ルーン文字の世界/ラーシュ・マーグナル・エノークセン

 ルーン文字とか、北欧文化には結構疎いので読んでみました。オーディンと普通表記される北欧の主神がオウズィン、世界樹のイクドラーシルがイックドゥラスィットゥル、人の住む世界ミッドガルドがミズガルズルと表記されていて新鮮な感じ。北欧神話というと叙事詩「エッダ」を思い浮かべるけれど、この「エッダ」という呼称自体後世与えられたものに過ぎないとのこと。
 書籍自体はまじめな学術本ですが、研究史に焦点をあてているためにオカルティズムとの関連についてもかなりふれられています。
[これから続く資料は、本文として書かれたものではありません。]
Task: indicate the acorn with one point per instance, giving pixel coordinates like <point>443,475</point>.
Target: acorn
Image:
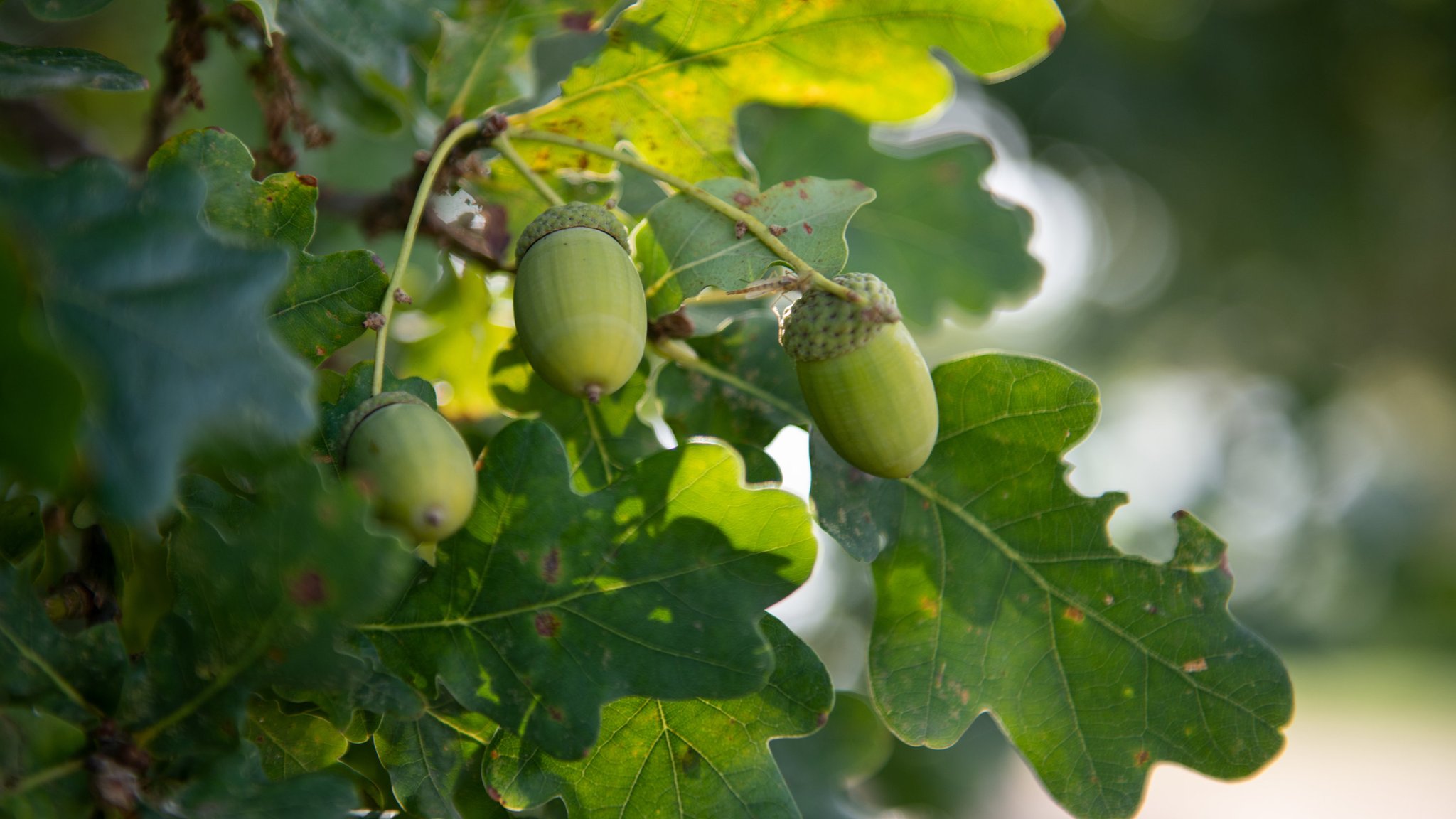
<point>580,311</point>
<point>412,462</point>
<point>862,376</point>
一番有名なのは、ナチスヒムラーが親衛隊のマークとしてルーン文字のSを二つ重ねたものを使ったことなどですが、その思想的背景にはオーストリア神秘主義者グイド・フォン・リストゥの主張する「原18文字型ルーン列」などと呼ばれる神秘主義的・象徴的意味づけがあるようです。オカルティズムに取りいれられたのも故のないことではなく、遺跡に刻まれた蛇の形に刻まれたものや、ほとんど紋章化されたものをみると、漢字同様かなり呪術的色彩の強い文字だったようです。アイスランドでもルーン文字を使う呪術師が魔女狩りにあったなどの歴史も記載されていますし、死語となってからもその呪術性から暗号的に使用されたり、古代史研究のユーラソンは文字を漢字のようにキリスト教的に象徴解釈しています。これなんかちょっとクライン派のしそうな解釈でもあります。例えばpに似た文字を「胎内の救世主」と解釈するとか。また20世紀前半にはルーン研究家のスィグードゥ・アグレッルがゲマトリアみたいな数魔術理論を構築し、文字に独特な意味づけを行いアルファベットにあたるフサルクの順を変えることを提唱しています。
 そういうことを考え出すと、Windows XP の xp は experience の xp ということになってはいたけど、ギリシア語で救世主=キリストの頭文字だから二つの文字を組み合わせるとキリストの象徴、従ってキリスト教の世界的支配をあらわすのではと妄想が広がってしまいます。
 日本の神代文字などとは違って実在の文字ではあるのですが、さまざまな投影・妄想を引き受けた言語ともいえます。ルードゥベックによるナチスの人類北欧起源論の祖先ともいうべき偽書アトランティスとは祖国なり」も取り上げられています。
 ルーン文字自体、時代の変遷と共に大きく表記や読み方も変わっているため、この書籍はほんの表層をなでたみたいな感じですが、いつかきちんと学んでみたい言語ではあります。(いつだ!)。オカルティズムに関心がある人も押さえておきたい一冊。